Investors looking to manage a rental property with long term tenants must make the condition of the property their priority. Below is a simple to-do list. It’s easy to let these tasks slide, but that would be a mistake. Too many investors learn the hard way. You don’t have to.
Mistake #1: Not having a savings account for emergencies and repairs
You never know when something will come up, and having a budget for repairs will help you when it does. Consider setting aside some portion of the rent in an account for repairs so you can slowly build a safety net. That way, you are prepared for a large emergency in the future.
Remember, your tenant’s security deposit is not for repairs while the tenants live there; it is for after they move out.

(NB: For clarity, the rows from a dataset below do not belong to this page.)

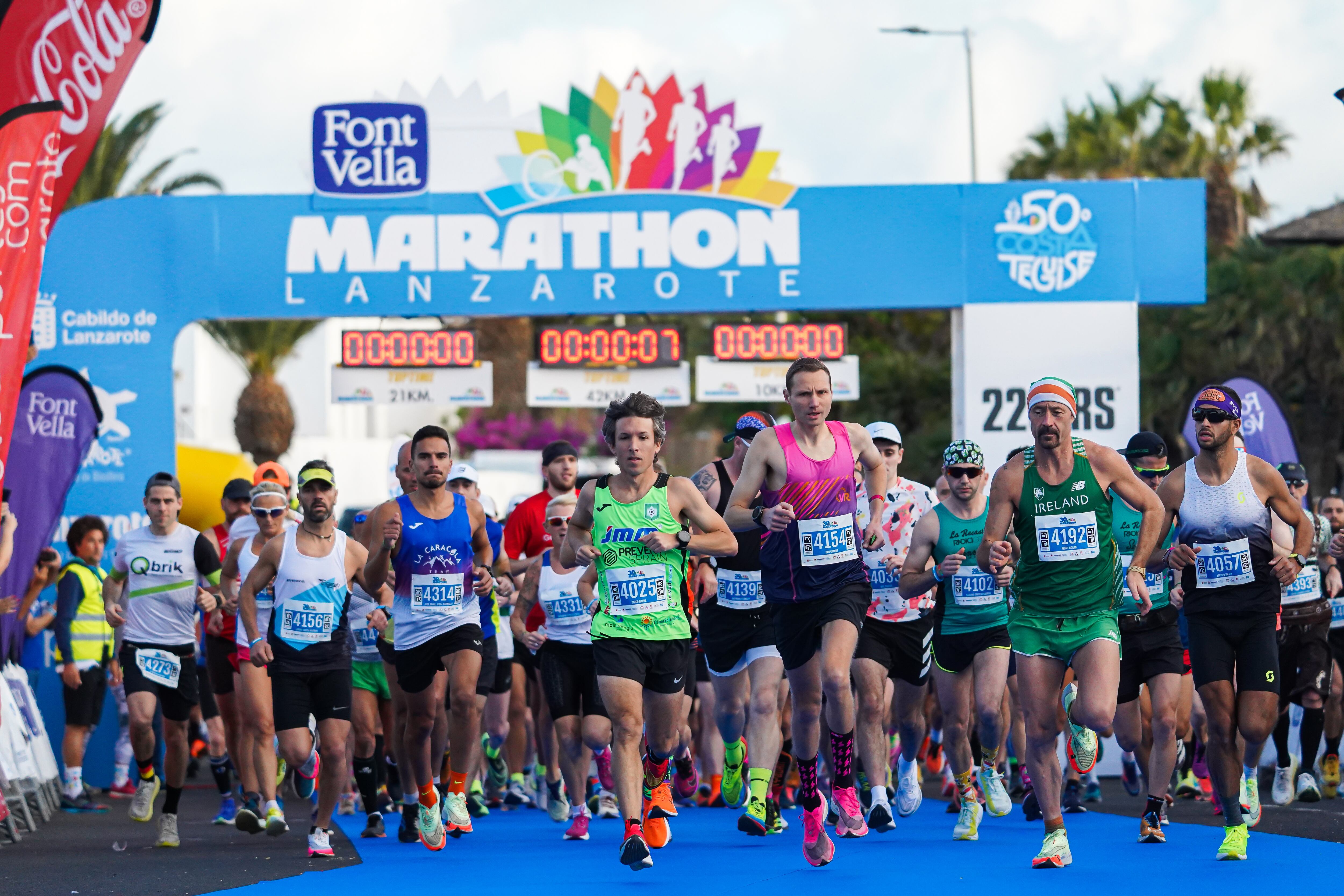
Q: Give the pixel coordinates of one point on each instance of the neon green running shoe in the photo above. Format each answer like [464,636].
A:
[1234,845]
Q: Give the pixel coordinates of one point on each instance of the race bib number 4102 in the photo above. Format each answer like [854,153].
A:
[1068,537]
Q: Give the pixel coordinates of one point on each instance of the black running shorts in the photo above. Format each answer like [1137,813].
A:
[569,680]
[178,702]
[295,695]
[417,667]
[658,666]
[1236,644]
[1304,660]
[1148,654]
[798,627]
[904,649]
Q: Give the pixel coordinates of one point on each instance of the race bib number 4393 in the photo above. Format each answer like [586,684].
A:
[827,541]
[1068,537]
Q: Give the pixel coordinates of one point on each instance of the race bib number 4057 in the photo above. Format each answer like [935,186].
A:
[827,541]
[1068,537]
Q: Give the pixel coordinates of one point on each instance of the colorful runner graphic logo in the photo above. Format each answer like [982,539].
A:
[639,140]
[1045,241]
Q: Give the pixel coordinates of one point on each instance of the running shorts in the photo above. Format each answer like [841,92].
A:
[955,652]
[658,666]
[221,659]
[1148,654]
[1237,644]
[1304,660]
[177,702]
[569,680]
[370,676]
[84,704]
[904,649]
[798,627]
[1060,637]
[726,636]
[417,667]
[295,695]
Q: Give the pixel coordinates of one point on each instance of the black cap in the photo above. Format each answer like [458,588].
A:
[238,491]
[1292,471]
[163,479]
[560,448]
[1146,445]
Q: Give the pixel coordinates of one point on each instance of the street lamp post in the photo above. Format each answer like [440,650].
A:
[971,95]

You should set up another account, separate from their security deposit, to make sure you don’t mix funds and put their deposit at risk.
Remember to set aside money for an emergency and keep track of all the warranties you have in the unit. Save scanned documents in one place, so it’s easy to access them. Set reminders in your calendar app when warranties expire; this will help you plan for maintenance on your appliances or anything you’ve installed in your rental.
Mistake #2: Not recording the condition of the unit at move-in
The move-in condition report is a critical step to protect your rental from excessive damage. Take photos and detailed notes with the tenants when they move into your rental so you can inspect and document damage at the end of their lease.
While each tenant is allowed normal wear and tear, some damages will likely be their responsibility. Clear and detailed notes from move-in will be essential as you determine which repairs are your responsibility or the tenant’s security deposit.
Walking through the property with the tenants is also an excellent opportunity to help them understand the unit’s quirks if there are any. Show them how to use the thermostat or how to reset the garbage disposal. These little tips will empower your tenants to feel even more comfortable in your home and trust you as questions and issues arise.
Mistake #3: Not making yearly inspections of the property to check on it’s condition
Every landlord should know their rental property inside and out. Schedule a yearly inspection to see if any repairs are needed.
Check on things that tenants might miss, especially crawl spaces, exterior damage, windows, and appliances. The tenant could easily miss a hole made by a rodent or a slow leak that wasn’t there before.
These guidelines will give you peace of mind knowing that the tenants are taking care of your house and a better idea of what repairs are needed sooner rather than later.